Now, they are being asked to report – voluntarily – on antibiotic prescriptions. It’s part of the government’s Strategy and Action Plan on Antimicrobial Resistance, a five-year plan to fight superbugs. It looks like the problem can’t be ignored anymore.
— WHO African Region (@WHOAFRO) July 5, 2017
Hong Kong has seen a fivefold increase since 2007 in cases of one particular drug-resistant superbug spreading across the community. About one in two public hospital patients suffering from Staphylococcus aureus (Staph) are found to be drug-resistant, compared with 10 per cent in Britain and less than 5 per cent in Sweden.
Henry Yeung Chiu-fat, president of the Hong Kong Doctors Union – an association of about 1,700 private medical practitioners – says physicians have already prescribed fewer antibiotics. Why? Because patients are showing greater awareness!
“Patients seem to show increasing awareness about antibiotics as they ask doctors whether it is necessary to take them,” he said. “Fewer patients request doctors to prescribe antibiotics unnecessarily, but of course the public still needs better awareness.”

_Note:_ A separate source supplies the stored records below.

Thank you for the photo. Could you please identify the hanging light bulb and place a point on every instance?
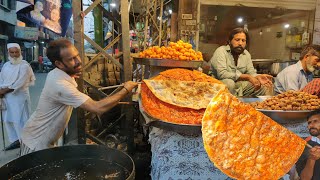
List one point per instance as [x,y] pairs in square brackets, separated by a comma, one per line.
[113,4]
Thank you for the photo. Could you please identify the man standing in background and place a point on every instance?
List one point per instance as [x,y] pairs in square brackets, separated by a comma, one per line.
[15,78]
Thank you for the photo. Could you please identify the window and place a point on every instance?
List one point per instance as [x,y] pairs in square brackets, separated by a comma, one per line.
[5,3]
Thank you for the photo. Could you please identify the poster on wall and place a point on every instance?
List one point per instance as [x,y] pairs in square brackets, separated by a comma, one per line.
[52,14]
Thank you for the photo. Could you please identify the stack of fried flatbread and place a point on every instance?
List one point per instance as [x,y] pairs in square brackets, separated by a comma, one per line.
[179,95]
[244,143]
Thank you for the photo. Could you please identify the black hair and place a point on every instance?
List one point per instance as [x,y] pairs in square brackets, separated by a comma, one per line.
[54,49]
[313,50]
[313,113]
[236,31]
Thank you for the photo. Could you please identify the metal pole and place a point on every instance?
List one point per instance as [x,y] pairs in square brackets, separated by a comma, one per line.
[4,142]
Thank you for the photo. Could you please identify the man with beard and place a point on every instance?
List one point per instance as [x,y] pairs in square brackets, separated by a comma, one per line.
[15,78]
[232,65]
[308,166]
[58,98]
[297,76]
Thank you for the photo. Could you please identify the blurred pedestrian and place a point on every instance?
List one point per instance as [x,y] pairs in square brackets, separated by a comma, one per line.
[40,61]
[15,78]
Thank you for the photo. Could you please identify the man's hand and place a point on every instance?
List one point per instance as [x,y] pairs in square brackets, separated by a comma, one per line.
[129,85]
[265,80]
[256,83]
[314,153]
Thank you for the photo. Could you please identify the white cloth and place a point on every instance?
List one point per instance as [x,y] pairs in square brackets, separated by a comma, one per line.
[180,157]
[11,45]
[18,77]
[47,124]
[13,131]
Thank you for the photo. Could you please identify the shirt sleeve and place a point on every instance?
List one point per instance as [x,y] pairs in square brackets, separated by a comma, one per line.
[250,69]
[23,78]
[219,63]
[290,82]
[68,94]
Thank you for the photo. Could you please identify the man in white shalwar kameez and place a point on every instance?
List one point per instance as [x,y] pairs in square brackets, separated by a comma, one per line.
[15,78]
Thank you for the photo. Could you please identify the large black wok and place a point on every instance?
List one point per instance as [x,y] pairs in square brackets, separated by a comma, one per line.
[71,162]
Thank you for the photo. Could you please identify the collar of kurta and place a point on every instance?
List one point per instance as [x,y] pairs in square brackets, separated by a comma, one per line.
[299,65]
[67,77]
[228,49]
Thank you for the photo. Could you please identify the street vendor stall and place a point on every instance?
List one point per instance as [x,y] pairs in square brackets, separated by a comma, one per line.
[169,106]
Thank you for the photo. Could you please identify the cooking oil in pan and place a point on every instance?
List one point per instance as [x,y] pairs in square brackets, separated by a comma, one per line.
[76,169]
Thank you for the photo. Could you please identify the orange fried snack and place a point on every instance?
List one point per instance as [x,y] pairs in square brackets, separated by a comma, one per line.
[244,143]
[171,113]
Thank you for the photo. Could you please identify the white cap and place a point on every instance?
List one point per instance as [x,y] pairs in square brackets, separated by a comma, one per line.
[11,45]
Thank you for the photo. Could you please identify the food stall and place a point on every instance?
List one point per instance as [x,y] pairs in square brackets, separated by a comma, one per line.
[175,130]
[175,134]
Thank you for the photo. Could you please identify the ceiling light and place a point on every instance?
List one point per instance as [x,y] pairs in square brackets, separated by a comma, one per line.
[286,26]
[240,20]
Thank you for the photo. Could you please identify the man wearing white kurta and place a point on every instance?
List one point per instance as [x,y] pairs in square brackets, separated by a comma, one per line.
[15,78]
[58,98]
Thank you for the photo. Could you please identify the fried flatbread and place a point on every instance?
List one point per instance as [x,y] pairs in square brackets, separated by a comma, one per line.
[189,94]
[244,143]
[167,112]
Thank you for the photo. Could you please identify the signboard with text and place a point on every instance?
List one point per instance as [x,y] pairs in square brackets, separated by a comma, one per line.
[29,33]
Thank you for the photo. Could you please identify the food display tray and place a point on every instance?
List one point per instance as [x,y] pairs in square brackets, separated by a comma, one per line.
[280,116]
[286,117]
[168,62]
[184,129]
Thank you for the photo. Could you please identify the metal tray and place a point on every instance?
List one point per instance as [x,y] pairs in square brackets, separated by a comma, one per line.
[168,62]
[286,117]
[185,129]
[280,116]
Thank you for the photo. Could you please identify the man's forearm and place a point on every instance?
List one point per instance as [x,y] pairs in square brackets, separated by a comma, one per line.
[307,172]
[5,91]
[109,102]
[244,77]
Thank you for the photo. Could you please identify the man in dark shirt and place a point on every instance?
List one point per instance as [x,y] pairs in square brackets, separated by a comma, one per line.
[308,166]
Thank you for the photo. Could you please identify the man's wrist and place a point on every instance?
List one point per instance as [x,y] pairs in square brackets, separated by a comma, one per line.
[126,89]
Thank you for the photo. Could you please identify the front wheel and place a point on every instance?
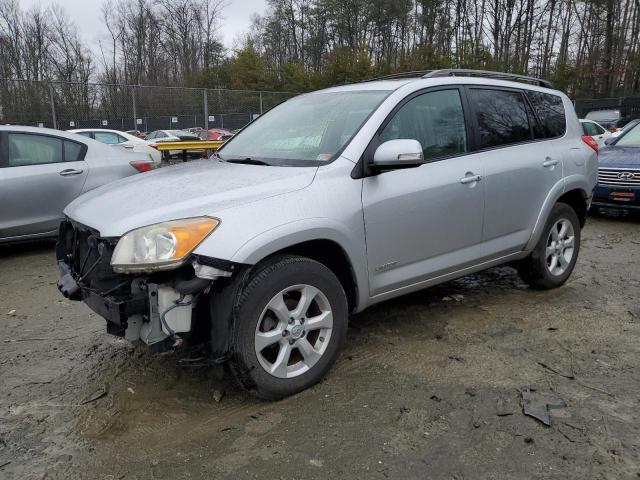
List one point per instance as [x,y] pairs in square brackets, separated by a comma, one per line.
[289,326]
[554,257]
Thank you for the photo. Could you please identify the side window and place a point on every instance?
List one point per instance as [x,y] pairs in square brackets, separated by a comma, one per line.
[109,138]
[501,116]
[587,128]
[73,151]
[538,131]
[550,111]
[29,149]
[435,119]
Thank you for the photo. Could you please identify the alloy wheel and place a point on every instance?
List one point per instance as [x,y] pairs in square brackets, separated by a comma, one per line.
[293,331]
[560,247]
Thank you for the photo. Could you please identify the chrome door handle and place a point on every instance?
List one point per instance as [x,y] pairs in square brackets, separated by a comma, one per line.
[470,179]
[70,171]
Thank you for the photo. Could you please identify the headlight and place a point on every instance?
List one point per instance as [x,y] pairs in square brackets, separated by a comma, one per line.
[162,246]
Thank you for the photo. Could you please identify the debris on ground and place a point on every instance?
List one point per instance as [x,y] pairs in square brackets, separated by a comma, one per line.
[101,392]
[539,405]
[505,406]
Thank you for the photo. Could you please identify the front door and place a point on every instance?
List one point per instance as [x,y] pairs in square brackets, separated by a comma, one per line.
[40,175]
[426,221]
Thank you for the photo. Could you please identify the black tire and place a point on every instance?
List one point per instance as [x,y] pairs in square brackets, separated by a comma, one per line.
[534,269]
[268,279]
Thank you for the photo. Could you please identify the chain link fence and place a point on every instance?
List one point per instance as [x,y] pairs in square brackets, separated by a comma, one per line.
[65,106]
[629,106]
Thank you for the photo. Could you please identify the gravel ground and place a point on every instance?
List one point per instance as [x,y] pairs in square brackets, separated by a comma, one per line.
[429,386]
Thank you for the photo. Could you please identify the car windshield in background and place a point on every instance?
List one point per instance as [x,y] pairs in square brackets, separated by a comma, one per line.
[305,130]
[603,116]
[630,138]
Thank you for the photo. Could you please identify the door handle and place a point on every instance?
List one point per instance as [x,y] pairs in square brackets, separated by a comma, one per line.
[70,171]
[470,179]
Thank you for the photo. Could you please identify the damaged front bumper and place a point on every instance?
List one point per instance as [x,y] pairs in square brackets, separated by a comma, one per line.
[152,308]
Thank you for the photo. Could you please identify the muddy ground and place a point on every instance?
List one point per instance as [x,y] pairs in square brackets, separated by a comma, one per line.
[429,386]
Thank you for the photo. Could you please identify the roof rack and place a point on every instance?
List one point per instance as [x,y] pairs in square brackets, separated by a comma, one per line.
[453,72]
[400,75]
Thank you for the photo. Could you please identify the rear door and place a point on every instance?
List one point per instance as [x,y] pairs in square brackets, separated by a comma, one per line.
[521,165]
[426,221]
[40,175]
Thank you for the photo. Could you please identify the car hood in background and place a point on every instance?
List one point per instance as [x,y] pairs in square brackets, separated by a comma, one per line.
[204,187]
[623,157]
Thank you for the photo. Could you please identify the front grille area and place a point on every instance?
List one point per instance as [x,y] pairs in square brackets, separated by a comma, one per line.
[88,257]
[619,177]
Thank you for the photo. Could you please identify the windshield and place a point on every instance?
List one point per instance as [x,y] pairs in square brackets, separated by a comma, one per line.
[629,126]
[306,130]
[604,115]
[631,138]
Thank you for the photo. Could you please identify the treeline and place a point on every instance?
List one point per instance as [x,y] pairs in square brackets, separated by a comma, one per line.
[589,48]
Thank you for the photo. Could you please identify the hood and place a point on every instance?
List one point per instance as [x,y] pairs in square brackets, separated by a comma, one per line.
[203,187]
[613,156]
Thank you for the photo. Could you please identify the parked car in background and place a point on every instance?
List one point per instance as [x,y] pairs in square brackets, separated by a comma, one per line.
[160,136]
[619,172]
[608,119]
[628,126]
[216,134]
[122,140]
[195,130]
[137,133]
[329,203]
[42,170]
[596,131]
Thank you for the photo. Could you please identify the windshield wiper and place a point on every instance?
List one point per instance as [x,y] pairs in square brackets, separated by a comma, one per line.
[247,161]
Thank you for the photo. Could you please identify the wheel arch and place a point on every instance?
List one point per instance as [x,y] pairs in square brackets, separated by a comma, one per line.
[333,246]
[571,190]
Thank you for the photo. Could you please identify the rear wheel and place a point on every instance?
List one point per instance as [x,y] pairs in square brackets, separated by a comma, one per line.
[554,257]
[290,324]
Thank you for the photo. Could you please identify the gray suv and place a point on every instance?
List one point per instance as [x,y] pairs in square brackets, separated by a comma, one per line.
[327,204]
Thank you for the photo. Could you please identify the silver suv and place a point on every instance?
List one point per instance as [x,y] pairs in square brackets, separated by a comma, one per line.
[329,203]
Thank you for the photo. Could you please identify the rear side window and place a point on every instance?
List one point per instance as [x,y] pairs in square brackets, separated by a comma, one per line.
[435,119]
[501,117]
[29,149]
[109,138]
[550,110]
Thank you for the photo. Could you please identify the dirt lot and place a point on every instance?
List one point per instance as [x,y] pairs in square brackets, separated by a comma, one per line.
[429,386]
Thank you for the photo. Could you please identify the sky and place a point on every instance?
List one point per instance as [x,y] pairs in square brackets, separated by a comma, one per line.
[88,17]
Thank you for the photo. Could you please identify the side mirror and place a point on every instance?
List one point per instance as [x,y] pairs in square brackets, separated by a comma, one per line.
[401,153]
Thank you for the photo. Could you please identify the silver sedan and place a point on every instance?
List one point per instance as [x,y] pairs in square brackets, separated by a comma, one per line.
[42,170]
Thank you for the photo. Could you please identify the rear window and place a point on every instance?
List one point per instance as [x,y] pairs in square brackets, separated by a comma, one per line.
[605,116]
[501,116]
[550,111]
[31,149]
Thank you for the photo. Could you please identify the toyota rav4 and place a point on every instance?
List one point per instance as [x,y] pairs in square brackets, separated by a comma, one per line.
[327,204]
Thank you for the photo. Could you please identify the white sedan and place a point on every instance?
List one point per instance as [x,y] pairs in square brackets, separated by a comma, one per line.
[596,131]
[122,140]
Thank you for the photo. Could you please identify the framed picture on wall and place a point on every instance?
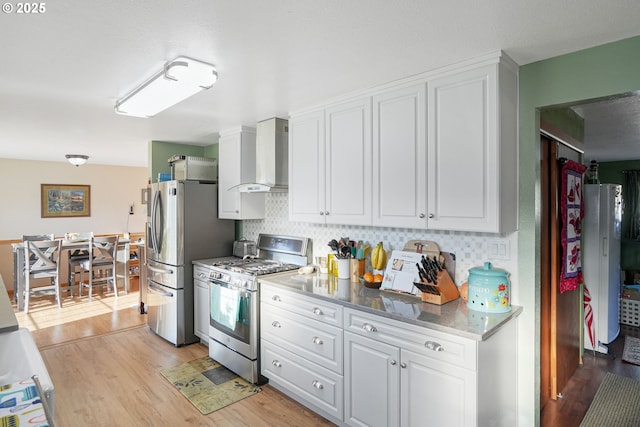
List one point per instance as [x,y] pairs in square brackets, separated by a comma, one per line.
[65,200]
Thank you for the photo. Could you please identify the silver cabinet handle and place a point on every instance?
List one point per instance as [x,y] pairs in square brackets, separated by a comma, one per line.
[432,345]
[369,328]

Shouldn’t the experts decide what drugs are necessary, rather than patients? I know exactly what he means, though. Practically every private doctor I have seen in Hong Kong has asked me, at one time or another, whether I want a course of antibiotics or not – thereby making it a choice for me rather than a judgment call for them.
We shouldn’t blame it all on local doctors. The rise of antibiotic resistance is a worldwide phenomenon. Our own Margaret Chan Fung Fu-chun, former director of the World Health Organisation, has called it a “slow-motion tsunami”.
Britain’s 2016 Review on Antimicrobial Resistance has projected a drastic rise in the number of worldwide deaths from antibiotic-resistant infections, from the current 700,000 a year to 10 million by 2050. Asia will be worst hit. While the projected numbers have been questioned, a World Bank study this year has reconfirmed the rising trend.
This is truly a global fight. Now if only our own esteemed doctors would join it.